Hoogbegaafde leerlingen kunnen overgevoelig zijn op één of meer gebieden:
psychomotorisch, zintuigelijk, verbeeldend, intellectueel of emotioneel. Dat betekent dat
deze kinderen sterker reageren op prikkels (Webb et al., 2013).
Bij hoogbegaafde leerlingen is meestal sprake van asynchrone ontwikkeling. Dat
betekent dat de cognitieve ontwikkeling sneller verloopt dan de emotionele- en fysieke
ontwikkeling. Een gevolg hiervan is, dat de leerling op meerdere leeftijden tegelijk
functioneert, waardoor hij of zij verkeerd ingeschat kan worden.
 

Er zijn een aantal gedragskenmerken die zich regelmatig voordoen bij hoogbegaafde
leerlingen.

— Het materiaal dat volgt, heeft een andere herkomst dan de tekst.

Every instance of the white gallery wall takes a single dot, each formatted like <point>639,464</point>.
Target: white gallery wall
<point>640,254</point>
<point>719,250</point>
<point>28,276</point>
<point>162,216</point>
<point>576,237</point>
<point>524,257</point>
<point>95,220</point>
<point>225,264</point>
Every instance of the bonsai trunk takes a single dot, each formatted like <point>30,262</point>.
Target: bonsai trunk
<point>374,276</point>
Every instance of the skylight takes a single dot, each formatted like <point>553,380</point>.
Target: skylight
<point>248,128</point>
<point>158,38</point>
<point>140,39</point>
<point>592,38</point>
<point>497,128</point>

Als leerlingen meerdere van deze kenmerken vertonen, kan dat een indicatie
zijn van hoogbegaafdheid.
Kenmerken hoogbegaafdheid (Webb, 2013)
• Ongewoon grote woordenschat en complexe zinsstructuur voor hun leeftijd.

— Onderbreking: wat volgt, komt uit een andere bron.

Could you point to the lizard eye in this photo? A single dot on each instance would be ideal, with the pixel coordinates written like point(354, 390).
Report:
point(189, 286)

• Groter begrip voor subtiliteiten van taal.
• Grotere spanningsboog; groter doorzettingsvermogen (in hun interessegebied).
• Groter concentratievermogen en meer gevoeligheid.
• Brede interesse, sterk ontwikkelde nieuwsgierigheid en eindeloos vragen stellen.
• Belangstelling voor experimenteren en graag dingen op een andere manier doen.
• Divergent denken: voegt ideeën of dingen op creatieve niet voor de hand liggende
manier toe.
• Basisvaardigheden sneller leren, met minder oefening.
• Op kleuterleeftijd grotendeels zichzelf leren lezen en schrijven.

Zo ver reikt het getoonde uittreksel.